Bill’s mind went blank. He paused for a moment, then stuttered his name.
It would be five months before they spoke again. Hillary and David Rupert were still a couple when she decided to accept Bill’s invitation to see a Mark Rothko exhibit at the Yale Art Gallery. The museum was closed because of a labor dispute, but Hillary watched in amazement as Bill talked his way in by promising to pick up litter in the museum courtyard. It was the first time, she would recall, that she “saw his persuasiveness in action.” That afternoon, Hillary and the persuasive Mr. Clinton had the Yale Art Gallery all to themselves.
If, as he claimed, Bill found Hillary daunting, he didn’t let on—and that alone was sufficient to impress her. The six-foot-two, 210-pound Arkansan with the Elvis drawl was, she marveled, “the one guy who wasn’t afraid of me.” After that first date, Hillary left to spend the weekend with David Rupert. When she returned with a cold, Bill showed up at her door with orange juice and chicken soup.
This act of unsolicited kindness marked another in a string of epiphanies for Hillary, who soon learned that Bill had harbored presidential aspirations since the age of seven. (When Billy Clinton’s second-grade teacher told his mother he would be President someday, Mrs. Clinton replied, “Oh, yes—that’s what I tell him every day.”) Rupert was history.
Fellow lawyer and friend Terry Kirkpatrick would use one word to describe Hillary’s feelings for Bill: “Besotted…not a word I would normally apply to Hillary, but I think she was besotted.”

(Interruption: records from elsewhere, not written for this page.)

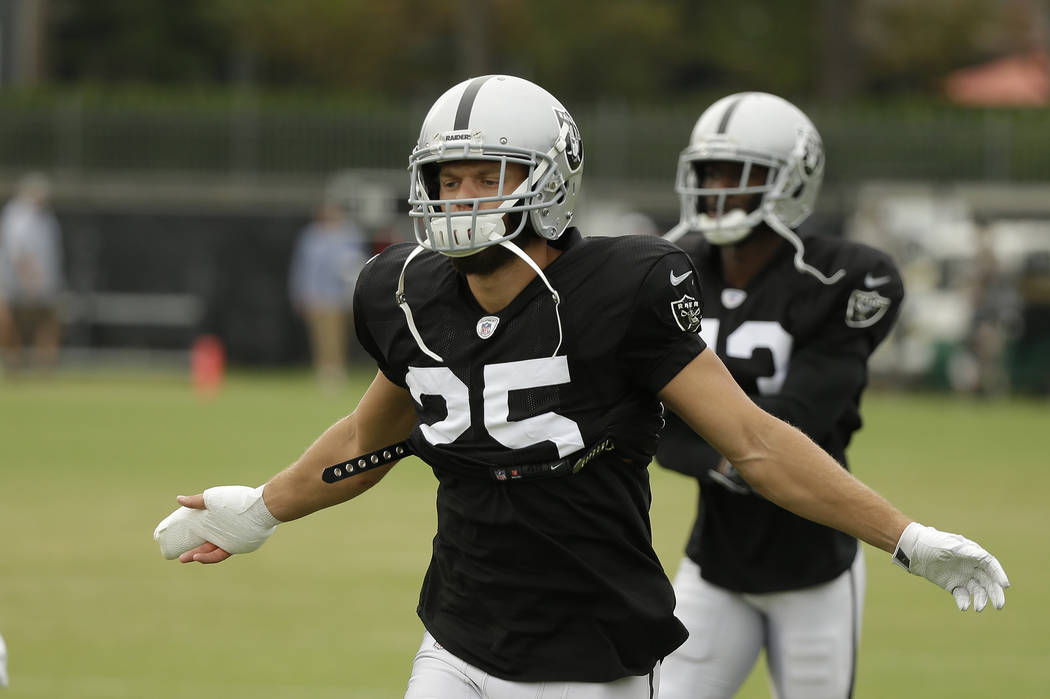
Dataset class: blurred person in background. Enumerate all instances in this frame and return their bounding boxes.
[289,200,370,390]
[656,92,904,699]
[0,173,65,370]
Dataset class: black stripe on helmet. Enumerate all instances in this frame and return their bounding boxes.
[453,76,491,131]
[715,96,743,133]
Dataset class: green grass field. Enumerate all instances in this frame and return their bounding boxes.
[0,367,1050,699]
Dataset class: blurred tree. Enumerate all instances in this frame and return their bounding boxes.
[37,0,1050,105]
[45,0,230,84]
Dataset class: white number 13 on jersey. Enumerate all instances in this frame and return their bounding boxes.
[405,357,584,458]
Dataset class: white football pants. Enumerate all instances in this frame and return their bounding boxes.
[404,632,659,699]
[659,546,864,699]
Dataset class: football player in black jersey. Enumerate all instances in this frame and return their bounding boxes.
[657,92,904,699]
[154,76,1008,699]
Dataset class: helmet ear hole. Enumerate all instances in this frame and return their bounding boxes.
[420,163,441,199]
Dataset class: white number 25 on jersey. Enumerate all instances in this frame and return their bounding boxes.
[405,357,584,458]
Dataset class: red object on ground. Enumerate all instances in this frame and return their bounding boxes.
[190,335,226,398]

Not a small part of Bill’s appeal was his unvarnished ambition, and Hillary’s growing conviction that he would realize his boyhood dream. “He’s going to make it,” she told anyone who’d listen almost from the time they began dating. “He’s going to change the world.”

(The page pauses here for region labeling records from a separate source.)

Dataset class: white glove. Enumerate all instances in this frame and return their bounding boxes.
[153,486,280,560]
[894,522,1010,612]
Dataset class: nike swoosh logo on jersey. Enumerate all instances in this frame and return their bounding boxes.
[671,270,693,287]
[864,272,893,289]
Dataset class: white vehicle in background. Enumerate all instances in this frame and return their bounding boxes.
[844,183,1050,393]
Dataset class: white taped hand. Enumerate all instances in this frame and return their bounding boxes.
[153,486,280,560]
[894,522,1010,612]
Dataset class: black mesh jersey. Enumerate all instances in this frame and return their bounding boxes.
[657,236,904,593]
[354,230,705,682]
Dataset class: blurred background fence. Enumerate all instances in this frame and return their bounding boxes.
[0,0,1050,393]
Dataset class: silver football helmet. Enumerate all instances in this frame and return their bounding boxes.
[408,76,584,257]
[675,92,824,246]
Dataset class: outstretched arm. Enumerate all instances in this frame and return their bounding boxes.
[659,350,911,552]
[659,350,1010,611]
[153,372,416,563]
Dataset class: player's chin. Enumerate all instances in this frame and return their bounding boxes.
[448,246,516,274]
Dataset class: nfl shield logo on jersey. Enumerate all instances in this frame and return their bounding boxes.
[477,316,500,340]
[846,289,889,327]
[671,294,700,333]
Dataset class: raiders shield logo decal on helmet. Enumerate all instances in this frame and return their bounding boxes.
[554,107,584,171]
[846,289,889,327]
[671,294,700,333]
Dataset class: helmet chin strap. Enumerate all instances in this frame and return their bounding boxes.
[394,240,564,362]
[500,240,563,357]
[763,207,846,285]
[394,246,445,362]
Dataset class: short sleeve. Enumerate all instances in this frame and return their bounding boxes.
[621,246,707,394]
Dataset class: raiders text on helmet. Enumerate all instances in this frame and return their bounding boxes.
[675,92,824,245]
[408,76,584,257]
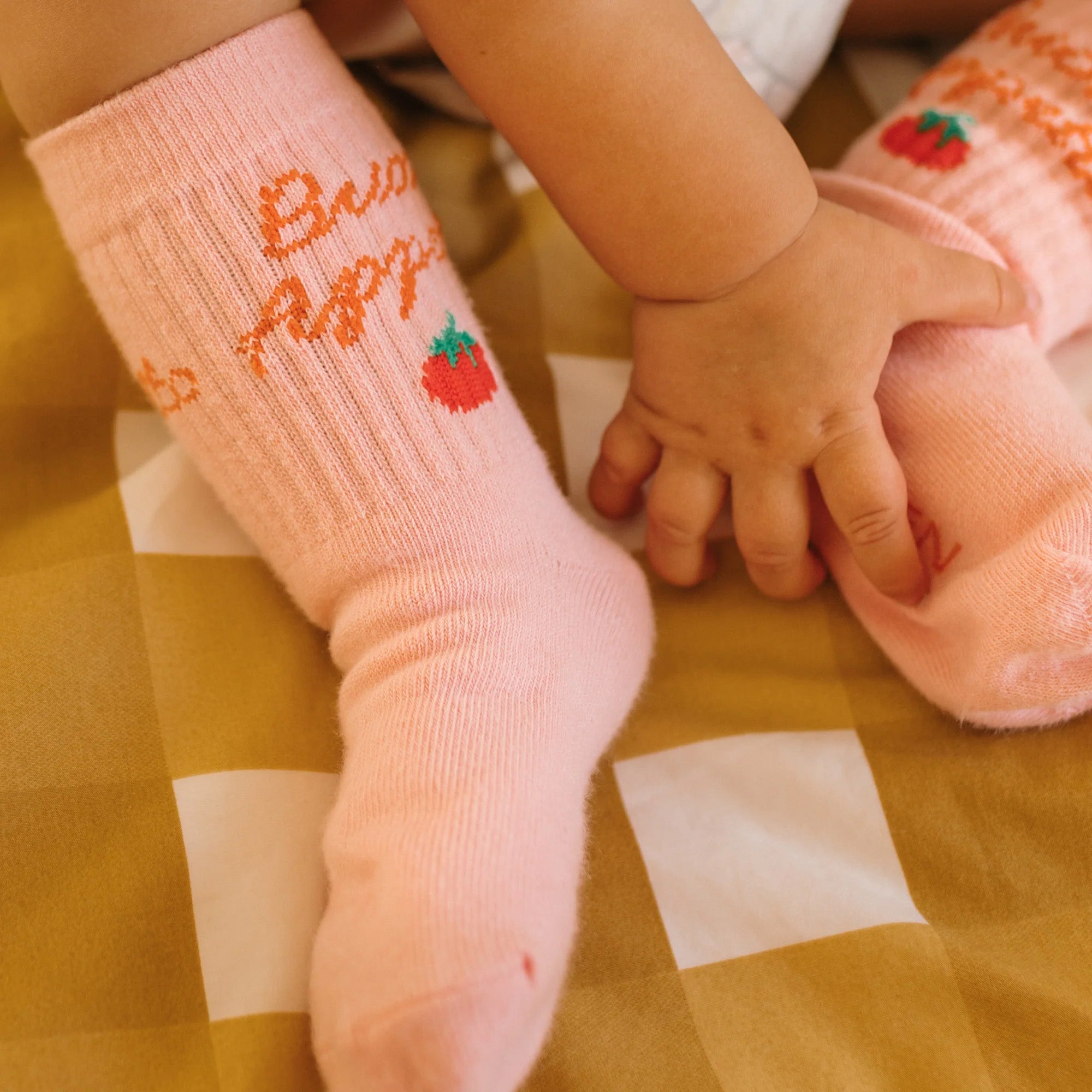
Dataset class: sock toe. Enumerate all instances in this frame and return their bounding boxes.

Hillary had no idea at the time that, as she put it, Bill would “cause my life to spin in directions that I could never have imagined.” Nor did she fully appreciate that, no matter how affectionate he seemed toward her, Clinton was incapable of being faithful. Had she known about his twisted family history of divorce, violence, bigamy, poverty, addiction, illegitimacy, and promiscuity, Hillary might better have understood what lay in store for her.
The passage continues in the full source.